Sebi’s recent initiative of credit rating agencies providing disclosures on liquidity and default indicators is a welcome step. Additionally, India could look at developing a junk bond market. As international investors gain more confidence in IBC, we could see foreign investment in this space, which has more experience in trading and dealing in these assets. It is time for India given the IBC framework to more actively promote this new class of investors — domestic and foreign; who could help grow this market. 

Most international markets actively trade credit spreads, that is, a spread over the sovereign curve. However, given that India does not have a liquid sovereign curve across maturities and an underdeveloped derivatives market, it is tougher to price credit risk. While steps are being taken to develop the cash markets, derivatives markets can’t be ignored. Regulators especially for mutual funds, insurance and pension need to facilitate this participation as current regulations are excessively restrictive. Perhaps regulators of all institutional investors need to take a combined view to develop the credit markets.

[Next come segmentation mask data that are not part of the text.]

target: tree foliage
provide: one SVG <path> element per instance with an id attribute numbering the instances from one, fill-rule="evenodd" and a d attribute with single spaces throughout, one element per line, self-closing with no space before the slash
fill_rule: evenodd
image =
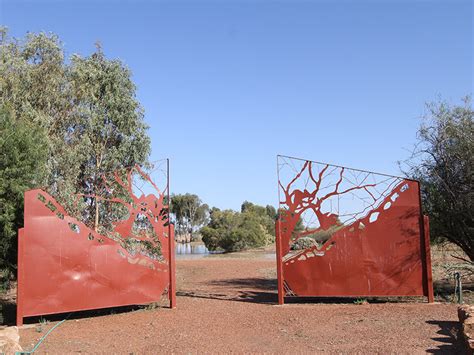
<path id="1" fill-rule="evenodd" d="M 241 212 L 213 208 L 210 222 L 201 229 L 202 240 L 211 250 L 228 252 L 261 247 L 274 240 L 276 210 L 245 201 Z"/>
<path id="2" fill-rule="evenodd" d="M 30 136 L 20 129 L 14 137 L 23 134 L 27 137 L 25 145 L 31 141 L 37 147 L 41 141 L 45 154 L 44 159 L 37 159 L 44 178 L 37 175 L 17 193 L 41 187 L 75 214 L 78 193 L 104 193 L 100 182 L 103 174 L 146 165 L 150 139 L 135 90 L 128 68 L 119 60 L 107 59 L 99 46 L 90 56 L 72 55 L 66 60 L 63 44 L 54 34 L 29 33 L 15 39 L 0 28 L 0 106 L 9 112 L 2 114 L 1 124 L 8 127 L 8 120 L 13 120 L 18 127 L 30 130 Z M 15 144 L 23 147 L 19 140 Z M 13 158 L 5 164 L 9 165 L 4 169 L 15 169 Z M 81 216 L 95 228 L 108 218 L 108 209 L 99 208 L 98 201 L 93 197 L 82 201 L 85 212 Z M 19 215 L 22 201 L 15 200 L 13 205 L 14 214 Z M 22 221 L 15 221 L 11 228 L 16 231 Z M 2 240 L 16 244 L 9 236 L 3 231 L 0 235 Z"/>
<path id="3" fill-rule="evenodd" d="M 444 101 L 427 105 L 408 174 L 421 181 L 431 236 L 458 245 L 474 261 L 474 111 Z"/>
<path id="4" fill-rule="evenodd" d="M 209 206 L 194 194 L 172 195 L 171 213 L 176 220 L 176 234 L 192 237 L 193 233 L 207 223 Z"/>
<path id="5" fill-rule="evenodd" d="M 258 218 L 259 223 L 265 227 L 266 232 L 272 236 L 275 236 L 275 220 L 277 217 L 275 207 L 271 205 L 263 207 L 255 205 L 249 201 L 244 201 L 240 208 L 240 212 L 243 214 L 249 213 L 255 215 Z"/>
<path id="6" fill-rule="evenodd" d="M 18 228 L 23 224 L 23 193 L 46 178 L 44 130 L 0 108 L 0 265 L 16 265 Z"/>
<path id="7" fill-rule="evenodd" d="M 100 46 L 90 57 L 74 55 L 70 66 L 70 82 L 74 108 L 80 118 L 74 129 L 80 131 L 81 191 L 88 195 L 107 194 L 103 176 L 111 171 L 135 164 L 145 164 L 150 153 L 143 110 L 135 98 L 135 85 L 130 71 L 119 60 L 108 60 Z M 99 200 L 92 198 L 89 220 L 97 230 Z"/>

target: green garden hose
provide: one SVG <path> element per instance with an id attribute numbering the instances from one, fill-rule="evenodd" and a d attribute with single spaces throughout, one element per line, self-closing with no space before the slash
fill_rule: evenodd
<path id="1" fill-rule="evenodd" d="M 63 324 L 70 316 L 71 314 L 69 314 L 66 318 L 64 318 L 62 321 L 60 321 L 58 324 L 55 324 L 54 327 L 52 327 L 50 330 L 48 330 L 46 332 L 45 335 L 43 335 L 41 337 L 41 339 L 36 343 L 36 345 L 33 347 L 33 349 L 31 349 L 30 351 L 17 351 L 15 352 L 15 355 L 22 355 L 22 354 L 33 354 L 37 349 L 38 347 L 41 345 L 41 343 L 46 339 L 46 337 L 54 330 L 56 329 L 57 327 L 59 327 L 61 324 Z"/>

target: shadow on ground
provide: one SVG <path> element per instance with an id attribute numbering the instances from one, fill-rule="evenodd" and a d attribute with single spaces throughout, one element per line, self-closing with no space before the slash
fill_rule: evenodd
<path id="1" fill-rule="evenodd" d="M 257 289 L 257 290 L 271 290 L 275 292 L 277 289 L 276 279 L 267 279 L 263 277 L 214 280 L 206 284 L 209 286 L 224 287 L 226 289 L 250 288 L 250 289 Z"/>
<path id="2" fill-rule="evenodd" d="M 465 354 L 466 347 L 462 337 L 461 324 L 453 321 L 427 321 L 428 324 L 437 325 L 439 336 L 432 338 L 440 343 L 436 349 L 428 349 L 430 354 Z"/>
<path id="3" fill-rule="evenodd" d="M 266 278 L 239 278 L 215 280 L 206 284 L 211 290 L 216 292 L 198 292 L 198 291 L 178 291 L 177 296 L 196 297 L 226 301 L 253 302 L 261 304 L 277 303 L 277 281 L 275 279 Z M 25 324 L 35 324 L 42 320 L 51 322 L 68 319 L 81 319 L 90 317 L 107 316 L 111 314 L 119 314 L 144 309 L 160 307 L 166 302 L 159 302 L 148 306 L 131 305 L 123 307 L 103 308 L 97 310 L 78 311 L 73 313 L 60 313 L 41 317 L 28 317 L 24 319 Z M 11 302 L 0 303 L 0 324 L 15 325 L 16 324 L 16 304 Z"/>
<path id="4" fill-rule="evenodd" d="M 162 302 L 165 304 L 165 302 Z M 2 321 L 0 325 L 5 326 L 13 326 L 16 325 L 16 304 L 8 303 L 3 304 L 0 303 L 0 317 L 2 317 Z M 94 310 L 85 310 L 85 311 L 76 311 L 71 313 L 57 313 L 57 314 L 50 314 L 44 316 L 34 316 L 34 317 L 26 317 L 23 319 L 23 323 L 26 324 L 37 324 L 42 322 L 58 322 L 63 319 L 82 319 L 82 318 L 94 318 L 94 317 L 102 317 L 102 316 L 109 316 L 112 314 L 120 314 L 120 313 L 127 313 L 127 312 L 137 312 L 137 311 L 144 311 L 148 309 L 155 309 L 155 308 L 168 308 L 168 306 L 161 305 L 159 303 L 152 303 L 149 305 L 129 305 L 129 306 L 122 306 L 122 307 L 111 307 L 111 308 L 101 308 L 101 309 L 94 309 Z"/>
<path id="5" fill-rule="evenodd" d="M 206 283 L 212 292 L 181 290 L 181 297 L 195 297 L 222 301 L 274 304 L 278 301 L 277 281 L 263 277 L 214 280 Z"/>
<path id="6" fill-rule="evenodd" d="M 261 304 L 278 303 L 277 280 L 263 277 L 214 280 L 204 284 L 212 292 L 183 289 L 177 292 L 181 297 L 205 298 L 221 301 L 252 302 Z M 358 304 L 368 303 L 413 303 L 426 302 L 425 297 L 285 297 L 286 304 L 324 303 Z"/>

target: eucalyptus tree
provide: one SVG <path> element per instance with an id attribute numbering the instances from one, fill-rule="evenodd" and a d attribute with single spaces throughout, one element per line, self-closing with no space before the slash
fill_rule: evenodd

Coming to currency markets, an urgency in permitting longer trading hours at domestic trading venues is needed. Onshore markets operating for eight hours as against offshore trading venues being accessible for 16 to 23 hours creates a distinct disadvantage for onshore venues. India is perhaps among the fewer regimes where domestic currency transactions are still mired in substantial documentation requirements. Documentation may only be sought when an actual remittance takes place, to ensure regulatory compliance. For trading and hedging without delivery, proof based documentation could be eliminated. Another measure that needs evaluation is permitting stock exchanges to offer a spot FX platform to SMEs.

Financial market regulators have taken several measures to accelerate the pace of development of bond and currency markets. Many recent steps will bear fruit in the years to come. The stock exchange distribution network which has largely distributed equities, is now being utilised for increasing access points for fixed income products. Currency futures and options that are offered by stock exchanges have expanded the number of participants in this asset class. Work by regulators, market infrastructure institutions and market participants needs to continue to ensure these markets move to the next phase of development.


The author is managing director & CEO, National Stock Exchange of India Ltd.